There are a couple of authors who I like to “follow.” By that I mean, I usually get any new book they publish. Michael Lewis is one of those authors. It all started with Moneyball, even though I’m a dyed-in-the-wool NON sports fan. And so The Undoing Project was a must on my reading list.
As is almost always the case with Lewis, The Undoing Project is a set of stories leading the reader to draw his or her own conclusions. I also kept wondering the whole time — “What are we undoing?”
From what I read, what is getting undone is the idea that we can rely solely on data analysis. Turns out that some good old human intuition and interpretation is often useful. In other words, getting back to the understanding of the imperfections and unpredictability of the human mind.

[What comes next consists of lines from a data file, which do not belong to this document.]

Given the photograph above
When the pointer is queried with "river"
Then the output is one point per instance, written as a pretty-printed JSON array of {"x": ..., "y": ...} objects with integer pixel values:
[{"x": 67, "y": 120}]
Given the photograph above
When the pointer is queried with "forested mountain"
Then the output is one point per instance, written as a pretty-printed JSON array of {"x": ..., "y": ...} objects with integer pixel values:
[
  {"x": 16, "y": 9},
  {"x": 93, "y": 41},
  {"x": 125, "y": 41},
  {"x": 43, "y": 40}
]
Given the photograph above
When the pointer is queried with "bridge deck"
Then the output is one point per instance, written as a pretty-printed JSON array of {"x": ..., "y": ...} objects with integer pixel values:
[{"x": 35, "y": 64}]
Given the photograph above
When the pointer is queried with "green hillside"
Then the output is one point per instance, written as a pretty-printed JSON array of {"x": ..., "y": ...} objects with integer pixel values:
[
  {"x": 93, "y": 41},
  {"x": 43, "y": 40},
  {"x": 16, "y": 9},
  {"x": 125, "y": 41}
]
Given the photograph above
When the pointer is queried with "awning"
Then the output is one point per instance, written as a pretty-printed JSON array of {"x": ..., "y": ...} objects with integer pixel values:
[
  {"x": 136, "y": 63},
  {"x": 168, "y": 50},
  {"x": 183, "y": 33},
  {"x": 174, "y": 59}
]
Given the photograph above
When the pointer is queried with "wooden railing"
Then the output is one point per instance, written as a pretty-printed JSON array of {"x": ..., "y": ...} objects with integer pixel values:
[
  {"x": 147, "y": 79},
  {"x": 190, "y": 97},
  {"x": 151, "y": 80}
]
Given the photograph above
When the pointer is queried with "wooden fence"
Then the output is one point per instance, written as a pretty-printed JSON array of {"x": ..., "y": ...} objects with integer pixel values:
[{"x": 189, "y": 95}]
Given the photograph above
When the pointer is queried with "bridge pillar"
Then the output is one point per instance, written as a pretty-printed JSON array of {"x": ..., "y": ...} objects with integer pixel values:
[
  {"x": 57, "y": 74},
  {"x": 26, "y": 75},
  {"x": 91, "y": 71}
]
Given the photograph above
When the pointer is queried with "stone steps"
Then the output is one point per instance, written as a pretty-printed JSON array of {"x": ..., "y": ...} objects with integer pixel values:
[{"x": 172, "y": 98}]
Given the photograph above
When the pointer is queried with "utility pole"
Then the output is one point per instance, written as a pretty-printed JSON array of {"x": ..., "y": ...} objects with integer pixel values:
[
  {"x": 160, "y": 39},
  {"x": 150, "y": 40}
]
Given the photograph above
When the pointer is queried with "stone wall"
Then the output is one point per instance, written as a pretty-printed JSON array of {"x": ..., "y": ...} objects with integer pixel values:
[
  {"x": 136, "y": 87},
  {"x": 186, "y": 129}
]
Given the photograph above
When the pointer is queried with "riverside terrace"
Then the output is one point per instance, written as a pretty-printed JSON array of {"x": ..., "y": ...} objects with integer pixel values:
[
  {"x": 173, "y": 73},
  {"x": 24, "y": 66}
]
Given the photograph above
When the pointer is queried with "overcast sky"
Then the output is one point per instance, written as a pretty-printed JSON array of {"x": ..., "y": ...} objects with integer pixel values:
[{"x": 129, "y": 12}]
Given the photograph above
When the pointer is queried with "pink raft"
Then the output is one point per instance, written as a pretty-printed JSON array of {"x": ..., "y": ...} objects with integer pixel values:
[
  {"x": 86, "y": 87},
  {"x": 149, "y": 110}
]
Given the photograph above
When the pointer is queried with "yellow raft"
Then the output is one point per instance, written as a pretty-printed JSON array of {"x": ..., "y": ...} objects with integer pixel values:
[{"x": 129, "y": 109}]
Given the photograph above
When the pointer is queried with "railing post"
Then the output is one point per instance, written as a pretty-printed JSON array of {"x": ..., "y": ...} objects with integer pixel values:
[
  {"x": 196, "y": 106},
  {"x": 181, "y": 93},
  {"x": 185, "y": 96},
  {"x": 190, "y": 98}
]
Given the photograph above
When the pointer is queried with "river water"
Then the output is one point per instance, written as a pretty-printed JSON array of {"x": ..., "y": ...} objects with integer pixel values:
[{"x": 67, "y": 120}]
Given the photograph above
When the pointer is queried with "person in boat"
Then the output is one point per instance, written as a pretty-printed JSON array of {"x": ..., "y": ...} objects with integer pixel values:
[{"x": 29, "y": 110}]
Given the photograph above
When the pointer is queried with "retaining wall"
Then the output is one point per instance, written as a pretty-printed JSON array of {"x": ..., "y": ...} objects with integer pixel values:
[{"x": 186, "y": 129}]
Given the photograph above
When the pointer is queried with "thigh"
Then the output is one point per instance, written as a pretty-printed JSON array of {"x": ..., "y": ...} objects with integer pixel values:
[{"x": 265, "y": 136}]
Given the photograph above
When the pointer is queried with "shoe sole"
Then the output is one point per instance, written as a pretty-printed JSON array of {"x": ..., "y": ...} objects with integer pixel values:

I think the point is that we can never underestimate the way human beings can “screw up the data.” Not even on purpose! So as we do the analysis of the “big data” we collect, we have to be prepared to allow for human foibles.
Undoing Fixed Mind
Trying to insert human foibles back into analysis of cold data is difficult. As Lewis explained in the coda to his book, the data folks (economists) and the human mind folks (psychologists) didn’t like each other. So collaboration was problematic at best.
By the early 1990s a lot of people thought it was a good idea to bring together psychologists and economists, to allow them to get to know each other better. But as it turned out, they didn’t particularly want to know each other better. Economists were brash and self-assured. Psychologists were nuanced and doubtful. “Psychologists as a rule will only interrupt a presentation for clarification,” says psychologist Dan Gilbert. “Economists will interrupt to show how smart they are.” “In economics it is completely normal to be rude,” says economist George Loewenstein. “We tried to create a psychology and economics seminar at Yale. We had our first meeting. The psychologists came out completely bruised. We never had a second meeting.”
It turns out that the human mind is just horrible at seeing what it doesn’t expect to see. The psychologists Daniel Kahneman and Amos Tversky were what Miles Shore, Professor of Psychiatry at the Harvard Medical school, referred to as a fertile pair. Together they were exceptional according to Kahneman.
What their work showed, and what Lewis is pointing out, is that we have to undo our dependence only on cold data analysis and include human nature in our analysis. By doing so, we will get much closer to accurate predictions and understanding of the real probabilities.